The data comes with serious limits that the authors acknowledge. Heavy AI spenders skew toward larger, venture-backed, fast-growing firms that may have been hiring anyway, making it hard to separate AI’s effect from underlying company strength. Much of the growth was concentrated in tech-adjacent sectors rather than thinner-margin industries, so the report captures what happens where AI adoption is already strong, not the wider economy.
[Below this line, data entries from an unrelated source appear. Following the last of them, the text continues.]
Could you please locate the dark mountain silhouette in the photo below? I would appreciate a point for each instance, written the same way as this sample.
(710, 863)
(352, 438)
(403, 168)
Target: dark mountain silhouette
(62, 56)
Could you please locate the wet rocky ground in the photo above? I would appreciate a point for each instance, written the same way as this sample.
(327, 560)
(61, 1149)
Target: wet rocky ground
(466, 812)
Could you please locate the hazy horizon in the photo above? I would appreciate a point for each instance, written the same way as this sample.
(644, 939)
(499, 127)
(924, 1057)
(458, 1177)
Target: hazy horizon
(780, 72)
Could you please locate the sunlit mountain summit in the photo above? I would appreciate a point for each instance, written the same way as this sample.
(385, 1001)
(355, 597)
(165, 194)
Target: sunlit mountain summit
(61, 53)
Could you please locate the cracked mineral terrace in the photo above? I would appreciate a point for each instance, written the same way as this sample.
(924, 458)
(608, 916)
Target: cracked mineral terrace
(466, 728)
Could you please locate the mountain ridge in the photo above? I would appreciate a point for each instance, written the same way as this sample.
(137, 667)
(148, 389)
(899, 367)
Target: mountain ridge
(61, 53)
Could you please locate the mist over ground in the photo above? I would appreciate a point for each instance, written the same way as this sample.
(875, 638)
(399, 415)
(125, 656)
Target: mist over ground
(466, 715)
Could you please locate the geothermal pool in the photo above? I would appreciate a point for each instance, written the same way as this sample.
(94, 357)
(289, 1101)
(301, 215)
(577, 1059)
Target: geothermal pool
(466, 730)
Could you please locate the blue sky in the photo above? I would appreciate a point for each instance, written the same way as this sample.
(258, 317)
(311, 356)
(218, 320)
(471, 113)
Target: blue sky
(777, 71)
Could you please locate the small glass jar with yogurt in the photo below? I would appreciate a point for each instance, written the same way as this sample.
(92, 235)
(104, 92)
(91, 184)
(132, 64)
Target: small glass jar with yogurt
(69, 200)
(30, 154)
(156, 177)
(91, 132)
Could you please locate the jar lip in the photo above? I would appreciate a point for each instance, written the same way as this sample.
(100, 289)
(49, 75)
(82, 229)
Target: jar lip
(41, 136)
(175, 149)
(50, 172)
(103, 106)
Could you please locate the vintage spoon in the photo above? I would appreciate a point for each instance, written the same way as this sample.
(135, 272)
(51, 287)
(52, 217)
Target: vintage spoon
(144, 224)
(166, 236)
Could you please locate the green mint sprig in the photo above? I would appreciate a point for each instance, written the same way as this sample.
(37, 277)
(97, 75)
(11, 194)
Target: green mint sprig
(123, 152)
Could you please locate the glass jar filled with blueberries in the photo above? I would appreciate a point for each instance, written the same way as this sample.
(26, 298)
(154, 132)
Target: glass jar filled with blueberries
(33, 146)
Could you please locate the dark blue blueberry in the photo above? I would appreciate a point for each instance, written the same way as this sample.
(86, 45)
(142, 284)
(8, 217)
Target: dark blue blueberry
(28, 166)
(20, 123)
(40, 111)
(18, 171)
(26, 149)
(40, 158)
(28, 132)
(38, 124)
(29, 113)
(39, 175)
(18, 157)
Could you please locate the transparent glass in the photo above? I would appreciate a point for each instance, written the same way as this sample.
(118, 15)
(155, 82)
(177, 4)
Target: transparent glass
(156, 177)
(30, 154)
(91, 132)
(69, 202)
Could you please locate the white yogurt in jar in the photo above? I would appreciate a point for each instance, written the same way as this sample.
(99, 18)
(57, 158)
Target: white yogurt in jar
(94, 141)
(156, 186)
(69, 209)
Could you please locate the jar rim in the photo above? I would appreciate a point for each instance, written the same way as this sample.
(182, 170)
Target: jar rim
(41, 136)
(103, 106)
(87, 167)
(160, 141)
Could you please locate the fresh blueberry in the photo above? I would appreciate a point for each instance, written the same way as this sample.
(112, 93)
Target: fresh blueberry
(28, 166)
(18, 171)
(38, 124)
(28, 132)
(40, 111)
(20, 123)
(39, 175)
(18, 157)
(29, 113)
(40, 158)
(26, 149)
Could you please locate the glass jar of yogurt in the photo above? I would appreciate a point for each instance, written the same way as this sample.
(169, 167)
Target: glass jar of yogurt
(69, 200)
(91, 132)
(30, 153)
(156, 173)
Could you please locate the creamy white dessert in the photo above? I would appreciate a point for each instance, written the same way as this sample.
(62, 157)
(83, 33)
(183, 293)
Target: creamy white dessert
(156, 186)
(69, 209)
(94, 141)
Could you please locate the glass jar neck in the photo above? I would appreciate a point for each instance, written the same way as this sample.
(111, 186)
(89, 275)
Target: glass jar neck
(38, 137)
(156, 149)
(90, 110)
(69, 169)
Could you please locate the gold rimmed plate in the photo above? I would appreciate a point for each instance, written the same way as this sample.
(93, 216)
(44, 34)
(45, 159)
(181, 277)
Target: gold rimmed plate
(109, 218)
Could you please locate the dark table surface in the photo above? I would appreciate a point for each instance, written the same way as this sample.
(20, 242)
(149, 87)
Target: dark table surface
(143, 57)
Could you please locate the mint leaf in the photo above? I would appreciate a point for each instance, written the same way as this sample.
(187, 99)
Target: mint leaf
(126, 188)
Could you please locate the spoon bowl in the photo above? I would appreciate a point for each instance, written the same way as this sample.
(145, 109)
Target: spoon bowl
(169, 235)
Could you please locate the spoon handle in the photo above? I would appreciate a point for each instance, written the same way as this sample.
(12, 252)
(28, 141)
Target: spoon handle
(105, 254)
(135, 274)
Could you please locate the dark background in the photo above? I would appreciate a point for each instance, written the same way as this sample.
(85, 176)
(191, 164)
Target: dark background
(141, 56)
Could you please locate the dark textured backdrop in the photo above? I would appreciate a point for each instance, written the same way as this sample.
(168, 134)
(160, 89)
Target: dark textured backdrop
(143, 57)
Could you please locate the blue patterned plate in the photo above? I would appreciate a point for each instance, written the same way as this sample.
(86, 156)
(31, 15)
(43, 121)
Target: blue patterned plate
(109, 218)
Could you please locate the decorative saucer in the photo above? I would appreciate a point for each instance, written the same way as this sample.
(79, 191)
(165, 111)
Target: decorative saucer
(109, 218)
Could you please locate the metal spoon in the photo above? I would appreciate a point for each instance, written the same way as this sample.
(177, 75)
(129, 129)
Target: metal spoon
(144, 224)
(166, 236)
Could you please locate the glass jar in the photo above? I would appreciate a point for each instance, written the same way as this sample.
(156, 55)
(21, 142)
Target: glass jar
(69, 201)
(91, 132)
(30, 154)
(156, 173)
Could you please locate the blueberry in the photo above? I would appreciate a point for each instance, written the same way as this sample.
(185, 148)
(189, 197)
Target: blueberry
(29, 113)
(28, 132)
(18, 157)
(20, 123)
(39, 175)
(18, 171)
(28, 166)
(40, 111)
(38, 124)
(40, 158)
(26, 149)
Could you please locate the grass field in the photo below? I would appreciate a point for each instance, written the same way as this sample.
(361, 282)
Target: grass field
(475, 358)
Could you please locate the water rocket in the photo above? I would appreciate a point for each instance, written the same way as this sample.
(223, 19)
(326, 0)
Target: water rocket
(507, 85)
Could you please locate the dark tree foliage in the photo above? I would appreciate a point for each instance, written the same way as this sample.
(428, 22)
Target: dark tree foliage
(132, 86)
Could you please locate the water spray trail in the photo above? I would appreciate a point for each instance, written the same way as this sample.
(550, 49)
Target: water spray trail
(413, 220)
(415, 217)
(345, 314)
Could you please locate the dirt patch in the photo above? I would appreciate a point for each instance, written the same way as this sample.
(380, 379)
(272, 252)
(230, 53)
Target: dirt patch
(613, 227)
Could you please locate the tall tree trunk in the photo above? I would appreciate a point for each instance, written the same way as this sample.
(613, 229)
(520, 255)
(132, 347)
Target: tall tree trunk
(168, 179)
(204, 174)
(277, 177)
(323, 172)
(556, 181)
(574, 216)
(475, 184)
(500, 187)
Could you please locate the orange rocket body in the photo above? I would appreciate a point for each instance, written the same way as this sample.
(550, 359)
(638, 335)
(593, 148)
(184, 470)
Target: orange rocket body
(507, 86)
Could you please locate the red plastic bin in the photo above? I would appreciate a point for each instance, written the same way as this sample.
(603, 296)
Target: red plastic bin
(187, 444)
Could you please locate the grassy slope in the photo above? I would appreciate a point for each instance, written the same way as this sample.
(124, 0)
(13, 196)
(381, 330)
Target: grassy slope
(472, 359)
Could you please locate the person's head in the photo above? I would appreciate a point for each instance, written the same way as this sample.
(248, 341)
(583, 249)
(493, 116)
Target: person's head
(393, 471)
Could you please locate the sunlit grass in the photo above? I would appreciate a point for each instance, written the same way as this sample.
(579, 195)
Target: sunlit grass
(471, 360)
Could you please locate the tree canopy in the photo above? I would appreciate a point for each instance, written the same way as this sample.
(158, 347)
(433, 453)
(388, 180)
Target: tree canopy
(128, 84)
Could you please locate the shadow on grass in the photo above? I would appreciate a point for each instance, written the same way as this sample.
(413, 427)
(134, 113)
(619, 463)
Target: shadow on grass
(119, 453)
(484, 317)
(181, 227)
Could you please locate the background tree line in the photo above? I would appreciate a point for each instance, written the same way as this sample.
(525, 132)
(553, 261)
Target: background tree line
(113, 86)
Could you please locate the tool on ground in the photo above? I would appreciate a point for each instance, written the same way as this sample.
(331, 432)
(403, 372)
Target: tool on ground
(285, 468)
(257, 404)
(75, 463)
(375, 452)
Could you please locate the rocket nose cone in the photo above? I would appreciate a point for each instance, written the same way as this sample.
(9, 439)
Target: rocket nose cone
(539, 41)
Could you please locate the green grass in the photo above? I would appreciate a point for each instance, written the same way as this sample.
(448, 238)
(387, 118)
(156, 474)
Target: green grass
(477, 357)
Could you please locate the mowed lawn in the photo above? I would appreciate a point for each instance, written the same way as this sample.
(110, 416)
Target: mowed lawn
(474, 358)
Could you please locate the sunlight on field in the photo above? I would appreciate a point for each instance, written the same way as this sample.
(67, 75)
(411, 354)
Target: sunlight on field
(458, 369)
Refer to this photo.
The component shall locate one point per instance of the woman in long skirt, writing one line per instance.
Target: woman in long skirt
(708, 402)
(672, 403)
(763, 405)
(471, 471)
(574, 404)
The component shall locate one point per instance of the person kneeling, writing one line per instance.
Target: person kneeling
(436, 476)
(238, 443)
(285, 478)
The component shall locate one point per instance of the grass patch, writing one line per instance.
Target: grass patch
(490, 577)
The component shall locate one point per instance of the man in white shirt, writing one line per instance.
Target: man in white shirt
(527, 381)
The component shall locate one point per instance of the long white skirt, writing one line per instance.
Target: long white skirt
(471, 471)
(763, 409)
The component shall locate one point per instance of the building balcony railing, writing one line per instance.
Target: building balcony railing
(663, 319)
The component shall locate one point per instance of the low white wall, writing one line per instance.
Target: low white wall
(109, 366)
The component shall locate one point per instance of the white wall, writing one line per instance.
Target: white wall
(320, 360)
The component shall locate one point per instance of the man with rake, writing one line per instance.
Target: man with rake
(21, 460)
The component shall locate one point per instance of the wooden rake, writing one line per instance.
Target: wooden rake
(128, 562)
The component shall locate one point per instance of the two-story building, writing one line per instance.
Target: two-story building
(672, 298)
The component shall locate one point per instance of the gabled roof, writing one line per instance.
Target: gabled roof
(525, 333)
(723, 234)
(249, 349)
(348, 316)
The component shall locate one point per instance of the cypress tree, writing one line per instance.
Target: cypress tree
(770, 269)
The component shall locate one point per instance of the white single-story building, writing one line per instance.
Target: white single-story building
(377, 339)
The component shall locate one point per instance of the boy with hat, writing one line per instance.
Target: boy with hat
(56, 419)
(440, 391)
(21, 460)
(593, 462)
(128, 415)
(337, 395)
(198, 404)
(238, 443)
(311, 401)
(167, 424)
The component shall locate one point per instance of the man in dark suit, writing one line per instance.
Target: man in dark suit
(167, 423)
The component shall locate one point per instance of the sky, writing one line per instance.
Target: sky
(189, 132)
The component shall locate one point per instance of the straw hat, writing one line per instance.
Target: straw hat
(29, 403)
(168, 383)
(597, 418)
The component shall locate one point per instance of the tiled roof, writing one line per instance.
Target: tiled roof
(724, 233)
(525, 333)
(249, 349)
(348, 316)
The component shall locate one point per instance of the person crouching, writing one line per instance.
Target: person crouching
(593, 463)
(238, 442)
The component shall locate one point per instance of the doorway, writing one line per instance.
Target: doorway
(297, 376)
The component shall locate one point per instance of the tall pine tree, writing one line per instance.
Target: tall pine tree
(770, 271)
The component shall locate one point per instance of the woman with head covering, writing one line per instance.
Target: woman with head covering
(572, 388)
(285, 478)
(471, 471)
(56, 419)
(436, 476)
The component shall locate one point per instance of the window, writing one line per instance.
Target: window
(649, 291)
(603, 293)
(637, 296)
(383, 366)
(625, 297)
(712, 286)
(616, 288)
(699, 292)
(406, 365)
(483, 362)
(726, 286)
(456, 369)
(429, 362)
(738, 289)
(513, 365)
Notably, firms that merely bought subscriptions and ran pilots without deeper investment saw no head count gains, which the authors warn could open a widening gap between companies that can turn AI into growth and those stuck experimenting. Heavy adoption has also not reliably translated into higher productivity, a “productivity paradox” in which faster task completion has yet to show up consistently in revenue or profit.

A Contested Picture

The study cuts against, but does not settle, a genuinely mixed body of evidence. Revelio’s own earlier research found that US postings for entry-level jobs fell about 35% over 18 months, attributing much of it to AI, and that highly AI-exposed entry-level roles have dropped more than 40% since early 2023.

Other tallies counted roughly 90,000 job cuts this year linked at least partly to AI. Reconciling these views, the likeliest reading is that AI is reshaping work rather than simply destroying or creating jobs: expanding head count at well-resourced firms that use it to scale, while hollowing out routine junior tasks elsewhere. The net effect on the labor market remains an open and hotly debated question, and a single dataset weighted toward tech winners cannot answer it alone.